Map of life expectancy at birth from Global Education Project.

Monday, October 17, 2011

Live long and prosper?

Inspired by RA's comment on the previous post, I would say it's still an open question what health status and longevity will be like in rich countries like the U.S. of A. as the 21st Century staggers on. It's already conventional wisdom in the public health community that life expectancy will decline a bit because of the obesity epidemic. It's very difficult to say whether there is any signal from chemical exposures, such as pesticides and industrial effluent, for the mildly paradoxical reason that people are living longer. If these exposures do increase the risk of cancer and metabolic diseases, we can't exactly tell because these diseases are also associated with age, and it used to be that not a lot of people lived long enough to get them.
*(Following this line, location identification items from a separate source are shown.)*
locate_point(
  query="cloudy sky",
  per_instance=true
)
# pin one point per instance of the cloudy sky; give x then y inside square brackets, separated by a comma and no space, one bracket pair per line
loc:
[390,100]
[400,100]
Also, obesity is a risk factor, while smoking rates have been declining. Etc. In other words, hard to sort all that out.

But, in fact, probably the biggest threat to our health as a people is the rise in inequality. Inequality makes us sick. If we can't provide decent opportunity, security, and a supportive social environment for everyone, then we won't be as healthy and we won't live as long. Yes, clean air, clean water, a healthful food supply, all matter. But only at the margins. The impact of these sorts of environmental insults on people who are well nourished, psychologically whole, and well cared for, is much less than on people who are otherwise disadvantaged. And disadvantage reproduces itself throughout and across communities, and down through time and generations.

As for the long-term human population, however, it doesn't matter what happens to people past child bearing age. If everybody dropped dead at age 50, it would have no effect on the number of children born in 2050. (At least not directly. It would reduce pressure on resources, obviously, in the interim, but might prove economically costly because we'd lose all those experienced, wise people such as myself.) And actually, the male population barely matters either. The only question is how many girls survive through their reproductive years, and how many babies they have, and how many of those girl babies in turn survive. So unless we want girl babies to die, women need to have fewer children. That's the bottom line.

2 comments:

jrcrj@yahoo.com said...

Some of these conclusions are, as you've stated, paradoxical. What else is new. The bottom line is, to quote Burt Bacharach, What the world needs now . . .

robin andrea said...

Thank you for that explanation. Even if we start dying younger, it won't matter. Yikes. The world is going to be seriously over-populated, and it's not going to be a very pretty future.